3. Vivre la relativité digitale.


Construire, aménager l'univers matériel

Pour le commun d'entre nous, le développement personnel s'exté-riorise dans la construction d’objets et l'aménagement du territoire au sens large, et d'abord d'objets et d'espaces matériels. Ce peut être à titre personnel (cuisine quotidienne, entretien et décoration du logement, activités expressément artistiques), à titre professionnel ou dans le cadre des collectivités locales, nationales, mondiales.
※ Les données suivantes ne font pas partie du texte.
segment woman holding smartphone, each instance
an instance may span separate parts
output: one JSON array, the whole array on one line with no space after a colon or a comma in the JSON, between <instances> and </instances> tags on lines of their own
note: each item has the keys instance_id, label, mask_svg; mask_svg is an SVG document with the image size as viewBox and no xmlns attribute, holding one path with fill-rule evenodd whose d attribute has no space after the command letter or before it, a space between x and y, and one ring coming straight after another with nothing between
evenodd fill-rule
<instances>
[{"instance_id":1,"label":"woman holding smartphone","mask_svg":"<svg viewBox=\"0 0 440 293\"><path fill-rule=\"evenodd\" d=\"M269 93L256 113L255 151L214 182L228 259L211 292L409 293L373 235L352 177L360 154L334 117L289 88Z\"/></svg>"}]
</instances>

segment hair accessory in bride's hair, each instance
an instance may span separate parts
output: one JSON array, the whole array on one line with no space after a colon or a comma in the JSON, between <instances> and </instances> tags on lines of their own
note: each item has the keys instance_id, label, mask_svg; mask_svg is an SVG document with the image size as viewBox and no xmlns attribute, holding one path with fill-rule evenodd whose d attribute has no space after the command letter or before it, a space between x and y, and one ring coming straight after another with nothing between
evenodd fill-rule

Ces constructions font de plus en plus appel à nos décisions. Dans les sociétés développées, tout objet est porté par un flux décisionnel, un ensemble de valeurs dont l'utilité strictement "fonctionnelle" ne constitue plus que le noyau. Les aliments que nous proposent les magasins sont soignés non seulement du point de vue de leur valeur nutritive, mais aussi de leur goût, de leur texture, de leur aspect, de leur emballage, par exemple.

Ces objets sont de plus en plus immatériels, virtuels. Mais le monde matériel garde une importance majeure ; il est la base de tout l'édifice. Et il progresse lui-même, contrairement à ce que voudrait croire une forme fréquente de passéisme qui tend à survaloriser les objets du passé.

Digitalisation

Les objets se digitalisent, non pas par leur décomposition en pièces détachées indépendantes, mais par une structuration qui exprime un travail de plus en plus volontaire et digital. Avant d'être produits, ils ont été étudiés sur des consoles de CAO (conception assistée par ordinateur), qui ont remplacé les tables à dessin d'avant-guerre. Avant d'être produits, ils ont aussi été destinés à une catégorie bien définie de consommateurs. Et, de plus en plus, ils sont conçus dès l'origine pour UN client déterminé (marketing one to one).

Cette conception descend dans les plus petits détails. Boulons, chevilles... et jusqu'au sein même de chaque pièce, avec les maté-

riaux de synthèse, assemblés fibre par fibre, voire atome par atome, pour certains circuits digitaux actuellement étudiés en laboratoire. Les matériaux naturels, avec leurs aléas, ne permettent pas une telle richesse décisionnelle, sauf si, au contraire, pour la production de luxe par exemple, ces défauts et ces aléas sont intégrés comme autant de données intéressantes dans le travail du fabricant, de l'artisan créateur.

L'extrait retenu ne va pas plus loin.